The newspaper was sold by the party’s members and was also a source of financial empowerment for them. Each issue sold for 25 cents; sellers kept 10 cents.
“Selling papers was an everyday responsibility for almost all Panthers,” Elmer Dixon, who with his brother Aaron co-founded the Seattle chapter of the Black Panther Party for Self Defense, told Cross Cut. “It was very important to keep the information flowing out into the community.”
The paper was also a way for the party to recruit new members as well as spread the Party’s message. All members were required to read the newspaper.
“Black Panthers selling papers on the corner made you think that there’s a bunch of people who believe in this other way,” Stanley Nelson, director of a documentary film on the group, “Vanguard of the Revolution,” told The Columbia Journalism Review.
Oakland member Billy X Jennings used to sell the newspaper and has now become the de-facto historian and archivist of the Black Panther Party. Jennings, who started developing his Black Panther newspaper archive for a 30-year reunion of former Party members, currently hosts an online collection of Black Panther newspapers and maintains a physical archive of newspapers at his home in Sacramento.
The newspaper was much more than a tool for the party and its message. It told the story of Black people and people of color, not just from the U.S. but from around the world.
“The Black Panther’s voice stood out: the paper regularly featured fiery rhetoric, called out racist organizations, and was unabashed in its disdain for the existing political system…it became well known for its bold cover art: woodcut-style images of protestors, armed Panthers, and police depicted as bloodied pigs,” The Columbia Journalism Review reported.
The paper would run stories about police brutality and social justice for a radical Black audience from around the county. It ran speeches by Eldridge Cleaver, editorial cartoons and art by Emory Douglas, and contributions from Panthers and supporters from across the country. Each issue also included the Party’s manifesto, the 10 Point Program.
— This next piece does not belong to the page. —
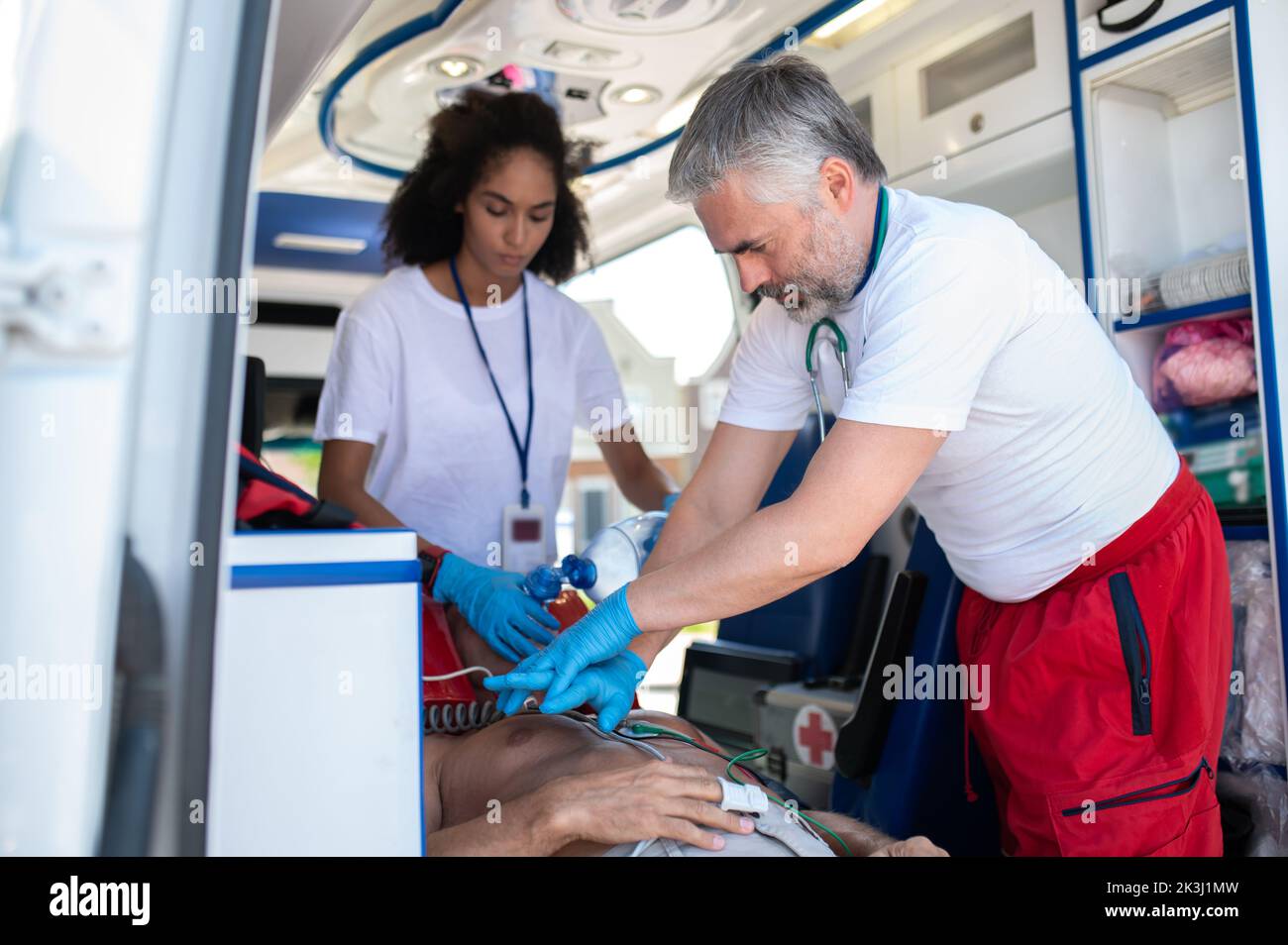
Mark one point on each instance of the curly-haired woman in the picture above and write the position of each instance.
(455, 382)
“The paper reported on key events affecting the Party and the Black community, such as the eight-month trial of the Panther 21, a group of 21 members accused of conspiracy to attack a New York City police station and an education office; the raid and murder of Fred Hampton, a popular Panther leader in Chicago; and the Tuskegee Syphilis Study. It also covered other resistance movements and activism in the Bay Area, most notably the case of Los Siete, a Chicano group framed for the murder of a San Francisco police officer,” The Columbia Journalism Review reported.
The Black Panther ran an impressive international section that reported on liberation struggles around the world; under editor in chief David DuBois (stepson of W.E.B. DuBois).
It also wasn’t afraid to tackle problems within the party, such as sexism.
As the party’s membership fade, the paper eventually folded in 1980.